Thousands of striking teachers have marched on South Australia's parliament house to demand better pay and conditions as relations between the union and the government curdle.

It was the second strike by Australian Education Union (AEU) members in two months as discussions between the parties over a new enterprise bargaining agreement appear to have reached a deadlock.

AEU SA branch president Andrew Gohl threatened further industrial action if the government does not deliver increased pay and reduced workloads.

"We have 1,800 students in South Australia right at this very moment who have no regular teacher in front of them," he told crowds massed before the steps of parliament on Thursday.

"This is a government that is fixed on the short term and political imperative without a view to what's best for South Australian people, what's best for public education in the long term."

Hundreds of schools across the state shut their doors or offered modified classes, but South Australian Certificate of Education (SACE) physics and accounting exams for about 1,000 year 12 students went ahead as planned.
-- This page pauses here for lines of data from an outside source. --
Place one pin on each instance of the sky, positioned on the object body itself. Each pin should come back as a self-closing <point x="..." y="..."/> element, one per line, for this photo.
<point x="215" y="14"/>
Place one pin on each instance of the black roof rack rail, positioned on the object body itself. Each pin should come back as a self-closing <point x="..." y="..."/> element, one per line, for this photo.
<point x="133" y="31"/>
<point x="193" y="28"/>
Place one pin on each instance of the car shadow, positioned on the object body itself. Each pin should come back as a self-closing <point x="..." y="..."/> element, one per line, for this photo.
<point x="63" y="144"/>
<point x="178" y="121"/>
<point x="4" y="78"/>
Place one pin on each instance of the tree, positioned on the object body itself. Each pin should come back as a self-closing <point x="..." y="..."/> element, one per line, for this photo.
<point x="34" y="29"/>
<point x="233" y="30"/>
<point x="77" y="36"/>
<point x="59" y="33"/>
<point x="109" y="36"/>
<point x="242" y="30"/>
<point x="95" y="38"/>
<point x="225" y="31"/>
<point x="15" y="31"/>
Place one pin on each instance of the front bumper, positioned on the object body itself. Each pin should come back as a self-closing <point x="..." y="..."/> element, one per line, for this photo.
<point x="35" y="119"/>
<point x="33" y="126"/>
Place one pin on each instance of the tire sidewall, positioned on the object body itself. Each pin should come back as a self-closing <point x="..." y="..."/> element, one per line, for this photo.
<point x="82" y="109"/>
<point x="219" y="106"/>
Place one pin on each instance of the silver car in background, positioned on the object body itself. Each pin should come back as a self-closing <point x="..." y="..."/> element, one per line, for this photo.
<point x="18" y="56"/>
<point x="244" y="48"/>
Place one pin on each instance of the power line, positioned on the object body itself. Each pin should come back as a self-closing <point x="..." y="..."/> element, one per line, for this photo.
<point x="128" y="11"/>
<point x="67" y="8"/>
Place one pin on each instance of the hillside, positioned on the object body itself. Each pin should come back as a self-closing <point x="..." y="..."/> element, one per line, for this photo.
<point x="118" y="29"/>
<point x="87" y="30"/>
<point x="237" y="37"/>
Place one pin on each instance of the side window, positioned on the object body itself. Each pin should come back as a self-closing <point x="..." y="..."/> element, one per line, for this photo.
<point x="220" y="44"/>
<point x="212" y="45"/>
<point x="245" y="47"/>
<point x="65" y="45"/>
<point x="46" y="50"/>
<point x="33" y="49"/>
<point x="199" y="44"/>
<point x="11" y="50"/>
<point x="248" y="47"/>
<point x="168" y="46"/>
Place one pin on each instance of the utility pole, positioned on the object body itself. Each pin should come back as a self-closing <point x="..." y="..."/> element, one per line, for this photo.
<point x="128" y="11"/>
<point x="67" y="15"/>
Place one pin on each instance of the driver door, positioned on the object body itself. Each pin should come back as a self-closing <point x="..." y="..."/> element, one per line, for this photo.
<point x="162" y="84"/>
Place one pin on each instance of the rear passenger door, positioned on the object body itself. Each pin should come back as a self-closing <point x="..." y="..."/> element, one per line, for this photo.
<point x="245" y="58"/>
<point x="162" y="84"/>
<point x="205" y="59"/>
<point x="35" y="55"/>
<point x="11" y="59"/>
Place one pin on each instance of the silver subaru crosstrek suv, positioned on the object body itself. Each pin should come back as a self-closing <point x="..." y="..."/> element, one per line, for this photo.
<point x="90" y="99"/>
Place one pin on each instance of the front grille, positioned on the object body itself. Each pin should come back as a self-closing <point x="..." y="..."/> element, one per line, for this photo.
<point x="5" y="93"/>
The AEU had given Peter Malinauskas' government an ultimatum to present an improved pay offer by Monday, but the revised proposal of a 4 per cent increase in year one, 3 per cent in year two and 2.5 per cent in year three only served to rile the union further.
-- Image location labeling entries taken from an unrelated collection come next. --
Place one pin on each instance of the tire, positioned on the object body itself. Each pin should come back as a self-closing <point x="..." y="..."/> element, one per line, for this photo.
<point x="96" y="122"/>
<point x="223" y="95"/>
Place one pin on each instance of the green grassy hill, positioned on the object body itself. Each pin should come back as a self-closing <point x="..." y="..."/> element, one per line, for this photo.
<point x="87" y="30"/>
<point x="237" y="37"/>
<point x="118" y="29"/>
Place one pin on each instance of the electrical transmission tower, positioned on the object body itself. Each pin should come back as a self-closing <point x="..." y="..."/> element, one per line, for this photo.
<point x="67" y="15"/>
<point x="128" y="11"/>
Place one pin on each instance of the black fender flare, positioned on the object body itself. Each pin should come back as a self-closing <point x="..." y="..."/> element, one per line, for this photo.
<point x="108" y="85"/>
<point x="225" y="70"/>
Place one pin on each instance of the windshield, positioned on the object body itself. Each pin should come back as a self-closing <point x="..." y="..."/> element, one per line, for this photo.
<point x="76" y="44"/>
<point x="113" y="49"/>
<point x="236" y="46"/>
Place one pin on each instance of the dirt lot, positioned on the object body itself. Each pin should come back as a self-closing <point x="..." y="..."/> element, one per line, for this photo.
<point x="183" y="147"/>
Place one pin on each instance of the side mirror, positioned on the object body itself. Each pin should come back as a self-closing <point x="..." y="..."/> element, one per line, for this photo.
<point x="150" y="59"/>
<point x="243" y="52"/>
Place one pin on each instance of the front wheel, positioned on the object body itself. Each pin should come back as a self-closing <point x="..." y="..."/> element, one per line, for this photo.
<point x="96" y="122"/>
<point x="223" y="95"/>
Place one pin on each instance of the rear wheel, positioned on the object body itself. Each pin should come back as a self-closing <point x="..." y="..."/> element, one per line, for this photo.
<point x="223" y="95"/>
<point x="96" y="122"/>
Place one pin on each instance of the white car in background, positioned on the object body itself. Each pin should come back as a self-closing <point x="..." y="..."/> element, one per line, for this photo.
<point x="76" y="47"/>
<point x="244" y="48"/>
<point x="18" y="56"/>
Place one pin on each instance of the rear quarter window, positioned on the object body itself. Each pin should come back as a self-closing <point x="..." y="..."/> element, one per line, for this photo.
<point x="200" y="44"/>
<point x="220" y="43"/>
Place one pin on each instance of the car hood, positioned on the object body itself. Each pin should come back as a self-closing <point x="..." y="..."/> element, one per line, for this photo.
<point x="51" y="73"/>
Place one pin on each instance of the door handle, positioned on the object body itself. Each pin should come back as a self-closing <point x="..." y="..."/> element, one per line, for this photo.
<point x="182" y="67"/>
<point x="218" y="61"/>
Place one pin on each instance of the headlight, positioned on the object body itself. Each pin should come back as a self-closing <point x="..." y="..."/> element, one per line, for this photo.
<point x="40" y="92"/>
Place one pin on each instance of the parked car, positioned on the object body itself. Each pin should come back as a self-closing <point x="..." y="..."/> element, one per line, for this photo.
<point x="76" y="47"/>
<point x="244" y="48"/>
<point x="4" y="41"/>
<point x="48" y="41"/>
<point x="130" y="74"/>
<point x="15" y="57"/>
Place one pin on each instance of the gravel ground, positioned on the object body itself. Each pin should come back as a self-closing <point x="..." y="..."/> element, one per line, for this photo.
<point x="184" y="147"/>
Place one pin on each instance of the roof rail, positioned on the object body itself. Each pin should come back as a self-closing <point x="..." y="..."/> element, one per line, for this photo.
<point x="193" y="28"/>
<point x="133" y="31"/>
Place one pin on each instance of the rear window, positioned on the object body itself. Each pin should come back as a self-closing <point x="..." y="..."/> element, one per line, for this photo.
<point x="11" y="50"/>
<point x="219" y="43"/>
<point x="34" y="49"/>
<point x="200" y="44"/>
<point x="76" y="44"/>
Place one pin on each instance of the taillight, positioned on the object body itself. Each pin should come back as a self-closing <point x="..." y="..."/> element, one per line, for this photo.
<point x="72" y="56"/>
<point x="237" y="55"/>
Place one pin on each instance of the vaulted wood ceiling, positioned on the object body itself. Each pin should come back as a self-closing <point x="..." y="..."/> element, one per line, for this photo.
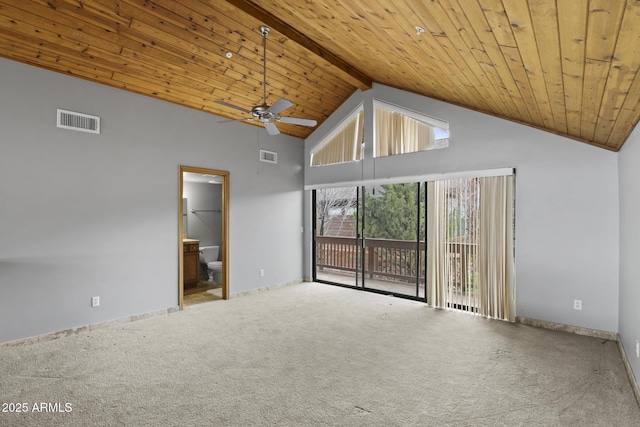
<point x="566" y="66"/>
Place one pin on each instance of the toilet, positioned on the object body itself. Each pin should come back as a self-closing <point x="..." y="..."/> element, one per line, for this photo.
<point x="209" y="256"/>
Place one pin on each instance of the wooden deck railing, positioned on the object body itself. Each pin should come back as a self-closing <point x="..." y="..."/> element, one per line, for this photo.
<point x="395" y="260"/>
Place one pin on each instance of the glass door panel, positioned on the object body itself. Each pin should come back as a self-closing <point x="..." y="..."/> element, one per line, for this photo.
<point x="391" y="239"/>
<point x="336" y="249"/>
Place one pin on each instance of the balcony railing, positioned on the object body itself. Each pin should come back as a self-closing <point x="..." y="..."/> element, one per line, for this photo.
<point x="393" y="260"/>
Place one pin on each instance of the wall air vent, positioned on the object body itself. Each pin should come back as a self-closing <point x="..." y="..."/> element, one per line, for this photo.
<point x="78" y="121"/>
<point x="268" y="156"/>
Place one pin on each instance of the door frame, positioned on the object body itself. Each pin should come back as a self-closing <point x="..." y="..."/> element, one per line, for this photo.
<point x="224" y="250"/>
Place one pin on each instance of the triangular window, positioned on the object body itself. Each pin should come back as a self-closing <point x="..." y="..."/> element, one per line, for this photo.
<point x="342" y="145"/>
<point x="400" y="131"/>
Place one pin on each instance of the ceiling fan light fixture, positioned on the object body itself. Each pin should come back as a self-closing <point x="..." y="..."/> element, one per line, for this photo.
<point x="264" y="113"/>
"(This is) the only place in Australia where a third offer could possibly get worse than the second," Gohl said.

Education Minister Blair Boyer is still working to reach an agreement with teachers.

The government's previous offer of three pay rises of 3 per cent over three years also included two one-off $1,500 payments, meaning many lower-paid teachers would be worse off under the new deal.

South Australian teachers are currently the lowest paid in the country, with graduates earning less than $75,000.

Earlier this year their NSW counterparts won an historic wage increase, including a rise of more than 12 per cent for teachers straight out of university.

The union has also taken umbrage with the government's refusal to bring forward a seven-year delay to implement a reduction in teaching hours, arguing teachers are in desperate need of workload relief and cannot afford to wait that long.

Martin Westwell, chief executive of the Department for Education, said it was disappointing the union had decided to take industrial action instead of sitting down at the negotiating table.

On Tuesday Boyer said he was shocked by the union's refusal to call off the strike but was eager to maintain a positive relationship with Gohl to progress a final agreement.

The Greens called on Labor to impose a levy on the big banks to find the money needed to fix a public school system "at breaking point".

"The Malinauskas government should be prioritising funding for public schools and their teachers," Greens treasury spokesman Robert Simms said.